Department of Plant Sciences, University of California, Davis, CA 95616, USA.
Ecol Lett. 2010 Mar;13(3):311-20. doi: 10.1111/j.1461-0248.2009.01423.x. Epub 2010 Jan 21.
Herbivores forage in spatially complex habitats. Due to allometry and scale-dependent foraging, herbivores are hypothesized to perceive and respond to heterogeneity of resources at scales relative to their body sizes. This hypothesis has not been manipulatively tested for animals with only moderate differences in body size and similar food niches. We compared short-term spatial foraging behavior of two herbivores (sheep and cattle) with similar dietary niche but differing body size. Although intake rates scaled allometrically with body mass (mass(0.75)), spatial foraging strategies substantially differed, with cattle exhibiting a coarser-grained use of the 'foodscape.' Selectivity by cattle (and not sheep) for their preferred food was more restricted when patches were smaller (< 10 m(2)). We conclude that differences in spatial scales of selection offers a plausible mechanism by which species can coexist on shared resources that exhibit multiple scales of spatial heterogeneity.

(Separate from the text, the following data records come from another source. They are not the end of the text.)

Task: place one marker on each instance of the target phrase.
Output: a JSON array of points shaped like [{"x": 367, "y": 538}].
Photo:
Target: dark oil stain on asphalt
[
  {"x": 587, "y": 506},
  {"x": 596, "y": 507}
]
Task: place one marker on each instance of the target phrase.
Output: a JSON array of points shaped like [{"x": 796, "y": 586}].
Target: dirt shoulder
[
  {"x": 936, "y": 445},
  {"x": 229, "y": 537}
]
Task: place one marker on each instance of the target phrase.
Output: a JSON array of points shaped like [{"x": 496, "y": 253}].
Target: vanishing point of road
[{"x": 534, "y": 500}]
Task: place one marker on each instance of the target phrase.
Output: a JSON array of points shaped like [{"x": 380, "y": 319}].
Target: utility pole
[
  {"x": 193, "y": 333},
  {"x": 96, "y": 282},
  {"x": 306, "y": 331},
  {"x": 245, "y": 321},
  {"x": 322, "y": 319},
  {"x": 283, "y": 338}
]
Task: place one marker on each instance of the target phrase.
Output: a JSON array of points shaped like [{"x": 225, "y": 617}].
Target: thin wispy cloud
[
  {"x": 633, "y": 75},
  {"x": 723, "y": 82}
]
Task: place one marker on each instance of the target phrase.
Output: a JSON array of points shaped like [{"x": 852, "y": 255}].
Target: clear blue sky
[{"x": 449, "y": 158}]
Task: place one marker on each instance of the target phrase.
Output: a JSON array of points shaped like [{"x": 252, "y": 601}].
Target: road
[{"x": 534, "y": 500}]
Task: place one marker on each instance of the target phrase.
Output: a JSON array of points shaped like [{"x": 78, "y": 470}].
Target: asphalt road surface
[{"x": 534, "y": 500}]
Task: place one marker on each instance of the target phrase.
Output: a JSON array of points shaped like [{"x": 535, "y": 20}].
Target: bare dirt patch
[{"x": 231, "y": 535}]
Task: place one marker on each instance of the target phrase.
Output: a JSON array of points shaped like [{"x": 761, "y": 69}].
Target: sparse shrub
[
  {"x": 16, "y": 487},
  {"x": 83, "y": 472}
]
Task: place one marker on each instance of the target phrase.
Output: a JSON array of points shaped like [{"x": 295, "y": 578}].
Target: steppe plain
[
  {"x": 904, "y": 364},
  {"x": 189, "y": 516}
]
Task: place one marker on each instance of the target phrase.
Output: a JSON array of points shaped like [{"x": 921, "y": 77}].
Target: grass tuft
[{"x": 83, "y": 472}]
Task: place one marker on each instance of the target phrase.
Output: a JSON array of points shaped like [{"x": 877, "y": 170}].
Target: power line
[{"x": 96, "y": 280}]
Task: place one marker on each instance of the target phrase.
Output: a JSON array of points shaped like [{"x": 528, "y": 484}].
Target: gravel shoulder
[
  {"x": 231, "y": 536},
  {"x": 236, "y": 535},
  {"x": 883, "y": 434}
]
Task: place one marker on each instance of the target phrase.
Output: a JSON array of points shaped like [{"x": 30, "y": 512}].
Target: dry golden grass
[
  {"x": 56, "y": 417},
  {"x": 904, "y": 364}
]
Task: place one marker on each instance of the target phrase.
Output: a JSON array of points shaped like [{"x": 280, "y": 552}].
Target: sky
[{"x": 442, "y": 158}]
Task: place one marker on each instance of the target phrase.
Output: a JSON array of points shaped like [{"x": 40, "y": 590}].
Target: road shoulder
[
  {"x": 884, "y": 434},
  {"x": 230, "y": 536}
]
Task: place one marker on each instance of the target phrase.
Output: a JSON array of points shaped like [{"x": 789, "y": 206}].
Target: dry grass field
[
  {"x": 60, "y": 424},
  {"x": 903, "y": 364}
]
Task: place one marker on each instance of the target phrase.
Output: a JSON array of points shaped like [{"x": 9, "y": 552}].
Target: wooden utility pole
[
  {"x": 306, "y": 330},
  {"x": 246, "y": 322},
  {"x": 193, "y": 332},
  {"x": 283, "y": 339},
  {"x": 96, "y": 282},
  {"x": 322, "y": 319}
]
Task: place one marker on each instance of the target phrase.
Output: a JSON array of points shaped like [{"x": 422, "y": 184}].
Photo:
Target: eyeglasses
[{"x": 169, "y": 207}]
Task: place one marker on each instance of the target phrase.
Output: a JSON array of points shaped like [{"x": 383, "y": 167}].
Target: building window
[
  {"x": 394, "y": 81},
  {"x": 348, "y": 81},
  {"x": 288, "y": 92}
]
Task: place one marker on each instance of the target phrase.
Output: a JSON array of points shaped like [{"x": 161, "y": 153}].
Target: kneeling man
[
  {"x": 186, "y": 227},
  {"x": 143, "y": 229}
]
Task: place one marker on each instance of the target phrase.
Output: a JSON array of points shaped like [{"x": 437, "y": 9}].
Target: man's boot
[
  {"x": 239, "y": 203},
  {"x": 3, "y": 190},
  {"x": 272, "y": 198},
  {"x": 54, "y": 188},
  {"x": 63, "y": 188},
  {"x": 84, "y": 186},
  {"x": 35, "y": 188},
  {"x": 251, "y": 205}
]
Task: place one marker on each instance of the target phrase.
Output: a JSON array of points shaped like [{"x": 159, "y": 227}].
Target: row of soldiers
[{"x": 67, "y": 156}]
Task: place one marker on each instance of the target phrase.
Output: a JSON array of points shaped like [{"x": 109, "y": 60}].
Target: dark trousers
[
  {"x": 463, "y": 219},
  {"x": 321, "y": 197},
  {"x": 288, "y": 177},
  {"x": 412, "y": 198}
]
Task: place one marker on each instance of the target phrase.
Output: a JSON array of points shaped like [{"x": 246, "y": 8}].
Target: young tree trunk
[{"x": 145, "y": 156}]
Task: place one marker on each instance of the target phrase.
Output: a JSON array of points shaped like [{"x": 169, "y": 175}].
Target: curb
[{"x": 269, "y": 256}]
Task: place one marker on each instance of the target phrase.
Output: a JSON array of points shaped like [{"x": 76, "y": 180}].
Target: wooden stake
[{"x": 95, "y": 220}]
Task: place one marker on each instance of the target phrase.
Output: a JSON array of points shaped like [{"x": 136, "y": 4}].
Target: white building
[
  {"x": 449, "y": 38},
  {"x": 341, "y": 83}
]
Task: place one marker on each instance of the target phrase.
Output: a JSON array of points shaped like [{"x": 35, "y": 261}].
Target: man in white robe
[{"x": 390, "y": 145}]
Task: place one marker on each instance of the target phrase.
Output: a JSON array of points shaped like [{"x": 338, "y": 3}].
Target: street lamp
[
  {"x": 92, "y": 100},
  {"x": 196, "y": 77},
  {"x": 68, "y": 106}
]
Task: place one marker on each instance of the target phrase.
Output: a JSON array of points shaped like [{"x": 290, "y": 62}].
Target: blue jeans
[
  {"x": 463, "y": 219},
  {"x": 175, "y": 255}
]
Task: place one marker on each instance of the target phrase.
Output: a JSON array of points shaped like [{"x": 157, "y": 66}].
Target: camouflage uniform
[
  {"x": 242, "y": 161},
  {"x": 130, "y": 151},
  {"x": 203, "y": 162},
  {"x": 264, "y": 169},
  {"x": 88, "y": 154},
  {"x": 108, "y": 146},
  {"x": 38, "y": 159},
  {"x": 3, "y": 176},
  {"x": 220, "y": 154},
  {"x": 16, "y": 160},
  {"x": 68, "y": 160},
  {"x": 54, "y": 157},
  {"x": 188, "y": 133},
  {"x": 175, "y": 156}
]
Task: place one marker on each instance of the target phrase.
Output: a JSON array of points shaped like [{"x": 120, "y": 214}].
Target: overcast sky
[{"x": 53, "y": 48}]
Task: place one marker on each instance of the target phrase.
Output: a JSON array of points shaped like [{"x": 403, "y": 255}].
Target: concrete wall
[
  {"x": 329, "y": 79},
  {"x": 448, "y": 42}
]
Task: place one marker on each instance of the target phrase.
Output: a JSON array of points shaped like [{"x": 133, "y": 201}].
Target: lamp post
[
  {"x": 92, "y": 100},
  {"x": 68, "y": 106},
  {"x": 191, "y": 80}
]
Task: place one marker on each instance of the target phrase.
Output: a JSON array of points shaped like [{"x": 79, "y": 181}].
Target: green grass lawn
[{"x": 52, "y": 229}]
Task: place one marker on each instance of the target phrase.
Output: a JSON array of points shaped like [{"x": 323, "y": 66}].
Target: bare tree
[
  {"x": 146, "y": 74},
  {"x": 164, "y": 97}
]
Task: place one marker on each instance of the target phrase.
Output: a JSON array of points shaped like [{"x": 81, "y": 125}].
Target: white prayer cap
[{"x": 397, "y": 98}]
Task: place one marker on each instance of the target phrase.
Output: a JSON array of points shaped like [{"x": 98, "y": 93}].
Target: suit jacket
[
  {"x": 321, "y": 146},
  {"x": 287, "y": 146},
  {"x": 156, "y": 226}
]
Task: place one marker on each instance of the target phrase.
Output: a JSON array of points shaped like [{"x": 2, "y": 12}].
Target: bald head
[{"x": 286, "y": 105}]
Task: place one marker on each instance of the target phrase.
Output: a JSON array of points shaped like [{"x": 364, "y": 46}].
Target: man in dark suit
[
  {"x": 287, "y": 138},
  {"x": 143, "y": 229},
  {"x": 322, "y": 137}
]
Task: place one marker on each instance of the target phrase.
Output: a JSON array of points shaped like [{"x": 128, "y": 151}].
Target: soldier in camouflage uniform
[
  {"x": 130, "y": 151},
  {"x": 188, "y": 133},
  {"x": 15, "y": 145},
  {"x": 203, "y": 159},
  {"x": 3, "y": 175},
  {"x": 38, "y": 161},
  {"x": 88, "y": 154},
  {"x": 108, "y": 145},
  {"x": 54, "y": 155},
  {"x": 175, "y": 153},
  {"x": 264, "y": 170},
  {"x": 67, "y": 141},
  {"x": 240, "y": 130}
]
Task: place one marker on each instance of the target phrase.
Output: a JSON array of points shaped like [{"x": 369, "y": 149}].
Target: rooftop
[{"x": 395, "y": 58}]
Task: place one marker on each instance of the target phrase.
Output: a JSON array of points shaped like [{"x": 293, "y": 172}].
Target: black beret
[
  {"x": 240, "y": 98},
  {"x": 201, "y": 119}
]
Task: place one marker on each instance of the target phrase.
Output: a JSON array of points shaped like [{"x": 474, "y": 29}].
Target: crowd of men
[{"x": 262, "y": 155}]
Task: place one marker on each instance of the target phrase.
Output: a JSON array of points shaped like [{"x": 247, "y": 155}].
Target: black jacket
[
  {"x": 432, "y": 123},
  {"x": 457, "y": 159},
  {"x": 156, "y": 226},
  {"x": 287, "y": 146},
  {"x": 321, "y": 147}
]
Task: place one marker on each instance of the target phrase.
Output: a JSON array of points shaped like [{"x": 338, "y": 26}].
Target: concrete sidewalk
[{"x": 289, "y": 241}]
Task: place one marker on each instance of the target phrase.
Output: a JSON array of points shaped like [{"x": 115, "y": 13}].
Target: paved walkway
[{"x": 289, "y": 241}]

食草动物在空间复杂的生境中觅食。由于异速生长和尺度依赖的觅食,食草动物被假设能够感知和响应与身体大小相对应的资源异质性。对于身体大小差异不大且食物生态位相似的动物,这一假设尚未经过操纵性测试。我们比较了两种食草动物(绵羊和牛)的短期空间觅食行为,它们的食物生态位相似,但体型不同。尽管摄入量与体重呈异速生长(质量的 0.75 次方),但空间觅食策略却有很大差异,牛表现出对“食物景观”更粗糙的利用。当斑块较小时(<10 m(2)),牛(而不是绵羊)对其偏好食物的选择性受到更严格的限制。我们的结论是,选择的空间尺度差异为物种如何在具有多种空间异质性尺度的共享资源上共存提供了一个合理的机制。